Features of Abdominal Wall Pain on History:
The questionnaire included a list of ten key descriptors which supported
a diagnosis of AWP (Table 2). Nine of these features were condensed from
a 2012 publication from van Assen and colleagues (9). The tenth
descriptor was derived from our observation that pregnant patients with
AWP often describe pain that worsened with fetal movement. For the 139
participants who had unexplained abdominal pain in pregnancy, the
average number of symptom descriptors supporting a diagnosis of AWP was
4.06/10 (St dev 2.12, 95% CI 3.71-4.41).

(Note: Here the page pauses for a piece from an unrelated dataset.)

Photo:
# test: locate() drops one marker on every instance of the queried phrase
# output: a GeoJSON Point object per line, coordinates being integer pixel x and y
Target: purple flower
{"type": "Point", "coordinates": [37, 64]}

Only 1.4% (2/139) of
participants with pain had no symptom descriptors of AWP.
As seen in Table 2, The most commonly used AWP descriptor was pain that
is “worsened by walking, bending, moving to sit” (72.6%), followed by
pain of a “sharp” quality (56.8%), then pain that is “always in the
same location” and pain that is “worsened by coughing, laughing,
pushing to defecate” (both 45.3%).
Additionally, the number of AWP descriptors each participant used was
calculated (Table 2). It was found that participants describing pain
that was worsened by lightly pushing the overlying skin used the highest
number of other descriptors supporting a diagnosis of AWP at 6.71/10.
(st dev 1.82, 95% CI 5.94–7.49). Participants with altered sensation
overlying the painful area had an average of 5.78/10 AWP descriptors (st
dev 2.75, 95% CI 4.68-6.88) Participants with pain they described as
originating from just beneath the skin had an average of 5.63/10 AWP
descriptors (st dev 2.16, 95% CI 4.9-6.37).